In diesem Sinne liebe Grüße von Ostseekind2
Gibt es verschiedene Chemos und jeder verträgt anderes. :wink:
Hallo Ostseekind
Danke für deine lieben Worte und deine Geschichte. Du bist etwa so weit wie meine Tochter u hast alles am eigenen Leib erfahren.Meine Tochter wird als geheilt bezeichnet u fühlt sich auch so.

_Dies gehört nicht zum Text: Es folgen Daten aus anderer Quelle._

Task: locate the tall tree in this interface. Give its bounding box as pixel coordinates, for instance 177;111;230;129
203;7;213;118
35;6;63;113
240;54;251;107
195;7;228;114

Letzte Woche hat uns das ganze nur noch mal eingeholt, da wir nach Freiburg einbestellt wurden um das Ergebnis der Genanalyse zu erfahren. Im Vorfeld hatte man gesagt ,dass wir bei einem für Sie positiven Ergebnis schriftlich benachrichtigt würden. Doch es ist soweit alles gut. Sie hat keinen Gendefekt, der auf eine weitere Krebserkrankung hinweisen könnte.   Sie hat nur eine Abweichung, deren Grund u Folge noch nicht bekannt ist. 
Der Arzt wollte dies persönlich erklären u  hat sich sehr gefreut, meine Tochter so strahlend u gesund zu sehen. Sie soll ihr Leben genießen, die Vorsorge gewissenhaft durchführen .Wir waren sooo erleichtert u glücklich.
Nun werde ich meine Angst versuchen los zu lassen u mich um mich selbst zu kümmern.
Dir wünsche ich alles erdenklich Gute u viel Glück. Du  hast ja die richtige Einstellung und so wird es bei Dir auch gut werden u bleiben.